No other state suggests or requires a cannabidiol (CBD) “minimum” for the sole purpose of THC-related “psychosis,” though there’s existing research that suggests that CBD does mitigate some of the potentially unpleasant psychoactive effects of THC. The Board pointed to existing federal law, which poses hurdles to research, and concluded that “whether cannabis use can cause or induce psychosis is not a settled question of science.”
“After reviewing many available studies and accepting their limitations, the Board does not believe there is sufficient evidence to impose a legal minimum cannabidiol amount or ratio in legal cannabis products,” the report said.

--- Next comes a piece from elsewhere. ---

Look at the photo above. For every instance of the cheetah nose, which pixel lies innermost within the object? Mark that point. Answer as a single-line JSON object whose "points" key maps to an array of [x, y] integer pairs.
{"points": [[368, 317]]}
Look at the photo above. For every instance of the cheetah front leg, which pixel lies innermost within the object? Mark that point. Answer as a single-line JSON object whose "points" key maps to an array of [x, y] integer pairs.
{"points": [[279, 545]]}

The report also included a summary of Vermont regulators’ efforts on equity. An October report to the legislature proposed “social equity criteria” for applicants, and if they met it, they’d have waived or lesser licensing fees, as well as “disbursements” from the Cannabis Business Development Fund. In the latest report, the Board noted that it is “developing a social equity program to support social equity applicants with outreach, education, and technical assistance.”
The Board recommended a series of “far-reaching policies to mitigate the long-standing social and economic inequities fueled by cannabis prohibition,” and recommended that lawmakers make these policies a reality. The report, for example, asks that the legislature earmark 5-10% of the state’s cannabis tax revenue to be directed to the Business Development Fund.

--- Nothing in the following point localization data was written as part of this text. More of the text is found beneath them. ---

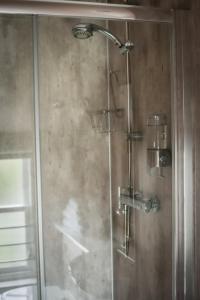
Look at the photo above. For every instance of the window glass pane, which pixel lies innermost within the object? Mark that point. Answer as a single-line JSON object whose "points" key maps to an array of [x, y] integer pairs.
{"points": [[11, 182], [13, 253], [14, 236], [12, 219]]}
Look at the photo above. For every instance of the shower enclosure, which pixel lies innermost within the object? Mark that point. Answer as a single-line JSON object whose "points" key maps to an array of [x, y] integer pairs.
{"points": [[88, 209]]}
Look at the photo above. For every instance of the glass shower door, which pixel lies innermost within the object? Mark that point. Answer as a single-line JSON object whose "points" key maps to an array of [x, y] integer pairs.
{"points": [[18, 239]]}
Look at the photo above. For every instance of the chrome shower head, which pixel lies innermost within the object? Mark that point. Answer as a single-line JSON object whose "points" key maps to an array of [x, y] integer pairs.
{"points": [[85, 31], [82, 31]]}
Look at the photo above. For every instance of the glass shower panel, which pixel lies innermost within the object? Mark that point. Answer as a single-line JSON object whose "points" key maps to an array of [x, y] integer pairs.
{"points": [[18, 259], [74, 163]]}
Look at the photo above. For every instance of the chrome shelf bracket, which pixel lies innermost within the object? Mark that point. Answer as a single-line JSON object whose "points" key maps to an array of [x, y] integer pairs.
{"points": [[127, 197]]}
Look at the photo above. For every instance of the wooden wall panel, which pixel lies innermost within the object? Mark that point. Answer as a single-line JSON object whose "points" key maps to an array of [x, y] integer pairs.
{"points": [[188, 48]]}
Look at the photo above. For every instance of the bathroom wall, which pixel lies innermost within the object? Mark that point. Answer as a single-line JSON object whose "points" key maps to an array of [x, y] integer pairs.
{"points": [[75, 163], [151, 245]]}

“The Cannabis Business Development Fund is not adequately funded to provide meaningful economic opportunities to social equity applicants and businesses on an ongoing basis,” the report highlighted.

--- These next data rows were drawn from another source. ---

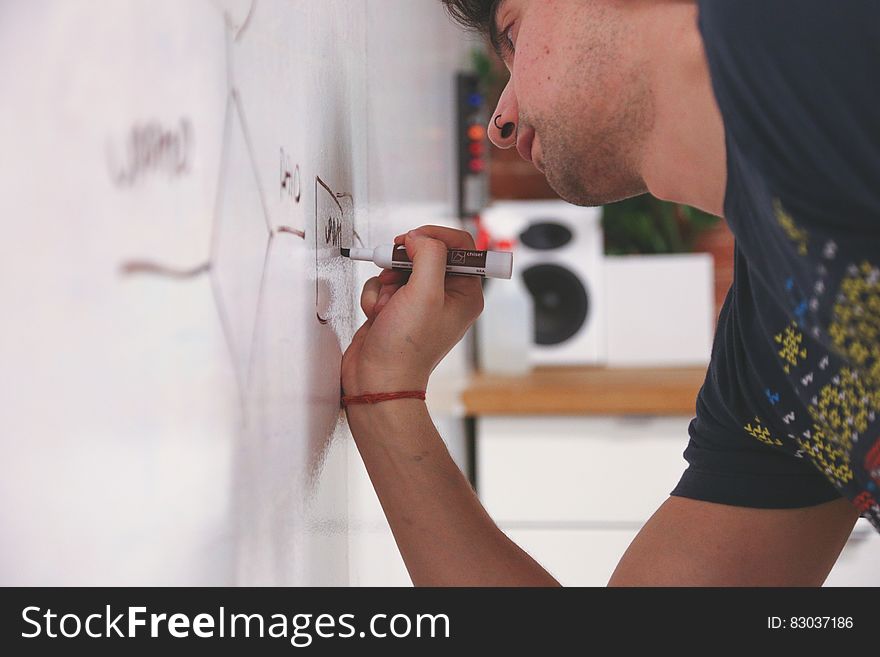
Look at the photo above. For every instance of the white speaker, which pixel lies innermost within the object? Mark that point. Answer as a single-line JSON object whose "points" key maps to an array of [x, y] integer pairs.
{"points": [[559, 254]]}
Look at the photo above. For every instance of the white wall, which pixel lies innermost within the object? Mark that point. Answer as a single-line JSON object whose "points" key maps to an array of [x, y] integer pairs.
{"points": [[170, 397]]}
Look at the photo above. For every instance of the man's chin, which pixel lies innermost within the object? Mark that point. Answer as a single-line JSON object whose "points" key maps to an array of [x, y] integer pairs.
{"points": [[574, 191]]}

The Board also recommended that lawmakers create a Cannabis Community Reinvestment Fund to “funnel” 20% of the cannabis tax revenue to “communities disproportionately impacted by cannabis prohibition,” and for the funds to be earmarked annually.
“Not all individuals from communities harmed by prohibition want to participate in the adult-use industry. Reinvesting cannabis revenue into these communities is a more comprehensive approach to mitigating the harms caused by disproportionate criminal legal enforcement,” the report noted.
In Vermont, cannabis products containing a THC concentration above 60% are banned. This, the report noted, further perpetuates the illicit market as well as the risk of increased arrests for cannabis offenses. “Racial disparities for drug arrests and sentencing persist to this day, and the continued prohibition of high THC cannabis and cannabis products again asks communities of color to bear the burden of biased enforcement.”
The Board recommended lifting the ban on high THC products, and also recommended raising the 30% THC ceiling on cannabis flower being sold in the state. And, the Board recommended that the cannabis program include the manufacturing and sales of delta-8 THC and “other Deltas, and future synthetic cannabinoids with similar properties, whether they are derived from hemp or from high-THC cannabis.”